Judgement on Google's ongoing antitrust Android case could be passed as soon as next month, according to people familiar with the issue, and it seems that things aren't looking good for the company. The Financial Times and Politico report that while the size of the potential fine is unclear, it's likely to be higher than the $2.8 billion Google was hit with last year in a separate case, and could be as high as $11 billion, since the European Commission has the power to impose fines up to 10 percent of a business' global turnover.
The case has been ongoing since 2016, when Brussels charged Google with uncompetitive behavior relating to Android. According to the commission, Google's requirement that smartphone manufacturers pre-install Google Search and Chrome in order to access the Play Store gave the company an advantage and hampered user choice. Google denies any wrongdoing.
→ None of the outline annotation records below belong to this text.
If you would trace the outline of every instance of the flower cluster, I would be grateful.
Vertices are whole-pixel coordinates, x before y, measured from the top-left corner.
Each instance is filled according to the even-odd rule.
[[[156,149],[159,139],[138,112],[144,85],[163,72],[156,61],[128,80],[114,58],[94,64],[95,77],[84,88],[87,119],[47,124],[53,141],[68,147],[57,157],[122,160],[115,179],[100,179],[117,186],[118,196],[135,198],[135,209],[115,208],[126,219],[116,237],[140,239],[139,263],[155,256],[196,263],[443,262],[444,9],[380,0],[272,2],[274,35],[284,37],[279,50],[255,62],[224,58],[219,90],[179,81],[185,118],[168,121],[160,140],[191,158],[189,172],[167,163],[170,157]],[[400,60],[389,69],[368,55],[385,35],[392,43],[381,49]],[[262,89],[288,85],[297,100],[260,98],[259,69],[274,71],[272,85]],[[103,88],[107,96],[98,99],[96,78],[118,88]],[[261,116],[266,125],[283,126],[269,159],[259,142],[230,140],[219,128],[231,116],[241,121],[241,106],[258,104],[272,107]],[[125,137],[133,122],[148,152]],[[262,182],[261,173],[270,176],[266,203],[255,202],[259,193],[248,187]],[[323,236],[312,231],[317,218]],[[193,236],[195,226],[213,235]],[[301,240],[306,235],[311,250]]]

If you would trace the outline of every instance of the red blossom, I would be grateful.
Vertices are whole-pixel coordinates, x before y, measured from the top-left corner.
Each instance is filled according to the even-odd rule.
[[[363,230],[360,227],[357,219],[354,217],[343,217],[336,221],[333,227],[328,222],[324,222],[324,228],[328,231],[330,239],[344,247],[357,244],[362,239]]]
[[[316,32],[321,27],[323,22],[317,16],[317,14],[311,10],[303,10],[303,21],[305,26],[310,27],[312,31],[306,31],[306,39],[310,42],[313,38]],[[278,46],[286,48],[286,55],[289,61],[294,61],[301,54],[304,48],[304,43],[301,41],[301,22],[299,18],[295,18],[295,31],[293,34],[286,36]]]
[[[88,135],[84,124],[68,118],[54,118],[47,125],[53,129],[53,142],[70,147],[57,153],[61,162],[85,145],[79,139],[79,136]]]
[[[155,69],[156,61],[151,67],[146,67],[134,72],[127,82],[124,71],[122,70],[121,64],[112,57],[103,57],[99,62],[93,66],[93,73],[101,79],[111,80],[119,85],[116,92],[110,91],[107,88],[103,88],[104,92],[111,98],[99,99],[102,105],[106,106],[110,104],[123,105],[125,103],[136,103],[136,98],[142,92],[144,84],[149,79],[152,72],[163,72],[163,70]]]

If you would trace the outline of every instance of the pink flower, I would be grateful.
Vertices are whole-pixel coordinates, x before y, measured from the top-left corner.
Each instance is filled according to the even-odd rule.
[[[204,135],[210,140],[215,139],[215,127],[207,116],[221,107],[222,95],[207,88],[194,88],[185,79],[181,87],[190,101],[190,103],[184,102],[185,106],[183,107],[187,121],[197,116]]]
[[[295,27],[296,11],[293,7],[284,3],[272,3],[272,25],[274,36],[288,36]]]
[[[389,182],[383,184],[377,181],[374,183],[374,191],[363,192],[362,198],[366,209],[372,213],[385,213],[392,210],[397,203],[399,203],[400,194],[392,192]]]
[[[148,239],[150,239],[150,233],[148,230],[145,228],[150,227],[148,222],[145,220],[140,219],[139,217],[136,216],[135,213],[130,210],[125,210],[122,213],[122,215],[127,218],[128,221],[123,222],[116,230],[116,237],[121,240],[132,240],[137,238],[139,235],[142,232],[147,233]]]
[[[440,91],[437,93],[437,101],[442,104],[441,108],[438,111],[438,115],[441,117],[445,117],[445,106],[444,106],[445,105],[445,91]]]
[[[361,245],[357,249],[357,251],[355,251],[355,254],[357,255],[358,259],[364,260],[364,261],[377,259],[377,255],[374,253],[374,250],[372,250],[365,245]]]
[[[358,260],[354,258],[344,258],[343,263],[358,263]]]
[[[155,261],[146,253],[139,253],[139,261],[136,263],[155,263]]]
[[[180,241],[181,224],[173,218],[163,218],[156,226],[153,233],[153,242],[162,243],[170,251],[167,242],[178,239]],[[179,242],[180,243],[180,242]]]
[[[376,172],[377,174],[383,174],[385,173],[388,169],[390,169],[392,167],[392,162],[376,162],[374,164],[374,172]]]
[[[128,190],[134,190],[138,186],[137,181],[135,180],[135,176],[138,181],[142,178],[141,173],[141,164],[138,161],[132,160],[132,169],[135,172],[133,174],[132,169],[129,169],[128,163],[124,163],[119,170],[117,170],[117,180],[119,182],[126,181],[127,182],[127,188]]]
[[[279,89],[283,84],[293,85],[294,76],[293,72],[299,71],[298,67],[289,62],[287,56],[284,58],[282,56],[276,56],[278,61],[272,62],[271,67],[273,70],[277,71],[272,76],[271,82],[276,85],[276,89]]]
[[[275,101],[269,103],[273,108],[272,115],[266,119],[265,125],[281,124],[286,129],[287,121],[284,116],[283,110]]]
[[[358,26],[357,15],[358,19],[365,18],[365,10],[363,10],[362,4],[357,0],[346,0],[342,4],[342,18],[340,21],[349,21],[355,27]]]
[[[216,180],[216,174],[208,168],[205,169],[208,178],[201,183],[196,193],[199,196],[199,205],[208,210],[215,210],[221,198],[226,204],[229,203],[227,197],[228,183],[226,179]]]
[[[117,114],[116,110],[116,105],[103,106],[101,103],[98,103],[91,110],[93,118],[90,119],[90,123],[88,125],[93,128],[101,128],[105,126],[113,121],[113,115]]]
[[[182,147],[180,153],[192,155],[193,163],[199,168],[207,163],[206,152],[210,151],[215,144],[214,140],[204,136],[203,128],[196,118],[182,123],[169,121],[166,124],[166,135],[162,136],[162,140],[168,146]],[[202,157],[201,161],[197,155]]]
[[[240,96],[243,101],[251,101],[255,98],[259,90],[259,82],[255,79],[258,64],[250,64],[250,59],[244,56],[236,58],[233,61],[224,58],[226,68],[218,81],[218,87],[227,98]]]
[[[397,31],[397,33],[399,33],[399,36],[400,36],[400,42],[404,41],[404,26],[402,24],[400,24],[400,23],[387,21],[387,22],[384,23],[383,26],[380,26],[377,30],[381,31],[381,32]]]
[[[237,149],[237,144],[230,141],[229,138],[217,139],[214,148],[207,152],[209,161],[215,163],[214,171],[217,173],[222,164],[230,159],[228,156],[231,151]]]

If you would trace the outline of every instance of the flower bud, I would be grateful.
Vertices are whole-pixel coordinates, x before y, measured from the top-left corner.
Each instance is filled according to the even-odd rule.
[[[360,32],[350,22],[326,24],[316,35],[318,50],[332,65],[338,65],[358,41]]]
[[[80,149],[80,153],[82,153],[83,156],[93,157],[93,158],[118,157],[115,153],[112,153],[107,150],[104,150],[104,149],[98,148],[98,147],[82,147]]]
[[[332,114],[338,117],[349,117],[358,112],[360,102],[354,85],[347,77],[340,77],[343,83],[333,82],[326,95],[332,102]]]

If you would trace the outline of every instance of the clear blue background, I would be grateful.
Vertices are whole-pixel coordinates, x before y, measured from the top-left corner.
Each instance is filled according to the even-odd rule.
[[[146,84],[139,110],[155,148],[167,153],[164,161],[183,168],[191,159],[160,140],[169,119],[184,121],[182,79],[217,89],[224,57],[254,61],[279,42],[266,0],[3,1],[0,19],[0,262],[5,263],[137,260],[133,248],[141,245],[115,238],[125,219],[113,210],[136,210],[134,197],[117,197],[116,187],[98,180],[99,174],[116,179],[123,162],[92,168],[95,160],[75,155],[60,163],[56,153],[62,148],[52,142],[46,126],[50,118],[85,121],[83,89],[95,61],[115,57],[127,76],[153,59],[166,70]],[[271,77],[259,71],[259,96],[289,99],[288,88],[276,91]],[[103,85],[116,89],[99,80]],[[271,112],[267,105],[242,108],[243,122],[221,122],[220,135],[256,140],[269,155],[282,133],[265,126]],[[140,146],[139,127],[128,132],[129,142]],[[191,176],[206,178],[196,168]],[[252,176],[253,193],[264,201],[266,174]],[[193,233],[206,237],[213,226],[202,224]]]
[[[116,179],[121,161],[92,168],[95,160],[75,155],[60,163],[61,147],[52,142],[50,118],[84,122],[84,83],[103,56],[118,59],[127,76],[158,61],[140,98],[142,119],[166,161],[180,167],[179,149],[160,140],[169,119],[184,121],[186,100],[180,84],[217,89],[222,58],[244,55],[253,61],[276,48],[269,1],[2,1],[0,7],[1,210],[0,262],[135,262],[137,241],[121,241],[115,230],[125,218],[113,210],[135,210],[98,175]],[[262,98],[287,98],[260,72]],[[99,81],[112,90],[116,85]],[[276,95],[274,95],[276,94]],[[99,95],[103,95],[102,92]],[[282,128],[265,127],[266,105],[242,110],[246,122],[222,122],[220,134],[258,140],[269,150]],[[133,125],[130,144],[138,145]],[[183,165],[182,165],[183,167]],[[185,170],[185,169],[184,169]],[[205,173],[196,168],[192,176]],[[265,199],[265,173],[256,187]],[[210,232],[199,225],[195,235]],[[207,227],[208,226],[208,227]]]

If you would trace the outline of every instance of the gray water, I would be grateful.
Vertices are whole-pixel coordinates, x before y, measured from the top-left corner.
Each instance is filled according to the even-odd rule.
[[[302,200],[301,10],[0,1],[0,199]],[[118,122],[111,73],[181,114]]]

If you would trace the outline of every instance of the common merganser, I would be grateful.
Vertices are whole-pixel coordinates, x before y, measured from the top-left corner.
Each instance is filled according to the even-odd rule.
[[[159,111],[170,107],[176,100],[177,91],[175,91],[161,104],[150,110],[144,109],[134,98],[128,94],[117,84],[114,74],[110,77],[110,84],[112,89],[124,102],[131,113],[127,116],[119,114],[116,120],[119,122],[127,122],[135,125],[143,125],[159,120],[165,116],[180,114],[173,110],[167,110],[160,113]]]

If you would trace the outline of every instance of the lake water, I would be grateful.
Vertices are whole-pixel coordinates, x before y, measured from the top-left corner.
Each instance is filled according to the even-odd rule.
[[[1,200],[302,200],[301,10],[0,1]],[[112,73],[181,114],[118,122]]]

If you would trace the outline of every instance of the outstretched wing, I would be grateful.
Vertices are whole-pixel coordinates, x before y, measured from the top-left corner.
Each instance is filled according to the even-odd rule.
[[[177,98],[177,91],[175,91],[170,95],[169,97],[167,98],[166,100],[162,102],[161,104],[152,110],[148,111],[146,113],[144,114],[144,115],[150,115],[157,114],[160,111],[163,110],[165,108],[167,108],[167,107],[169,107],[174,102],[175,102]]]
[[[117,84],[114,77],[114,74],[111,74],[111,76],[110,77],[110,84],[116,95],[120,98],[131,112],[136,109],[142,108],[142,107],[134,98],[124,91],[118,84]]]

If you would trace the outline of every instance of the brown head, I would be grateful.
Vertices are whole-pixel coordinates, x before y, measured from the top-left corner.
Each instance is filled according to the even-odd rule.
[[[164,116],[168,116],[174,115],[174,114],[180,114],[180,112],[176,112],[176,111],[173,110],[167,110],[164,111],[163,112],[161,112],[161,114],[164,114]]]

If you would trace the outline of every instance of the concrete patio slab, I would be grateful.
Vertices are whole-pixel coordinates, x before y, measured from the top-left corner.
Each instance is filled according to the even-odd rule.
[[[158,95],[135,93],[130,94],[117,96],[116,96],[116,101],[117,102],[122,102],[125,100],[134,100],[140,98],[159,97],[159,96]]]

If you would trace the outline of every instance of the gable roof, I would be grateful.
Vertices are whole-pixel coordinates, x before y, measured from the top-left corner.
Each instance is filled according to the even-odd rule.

A substantial fine is unlikely to cause too much damage to the company -- last year's $2.8 billion penalty didn't lead to any significant changes to the business. However, Android powers more than three quarters of all smartphones within the EU, so a direct hit at this part of the company could have more serious connotations for Google's future growth, especially as people continue to shift to mobile devices for their internet habits. Plus, of course, Google is already mired in various other legal disputes.
Depending on the outcome of the judgement, which will be handed down by European competition commissioner Margrethe Vestager in July, Google may well have to unbundle Android from its search business, potentially leading to its own "Microsoft Moment". In the 90s and 00s, Bill Gates' company was hit with a string of similar lawsuits in both the US and EU, leading to the break-up of various Microsoft arms and ultimately paving the way for younger competitors including -- you guessed it -- Google.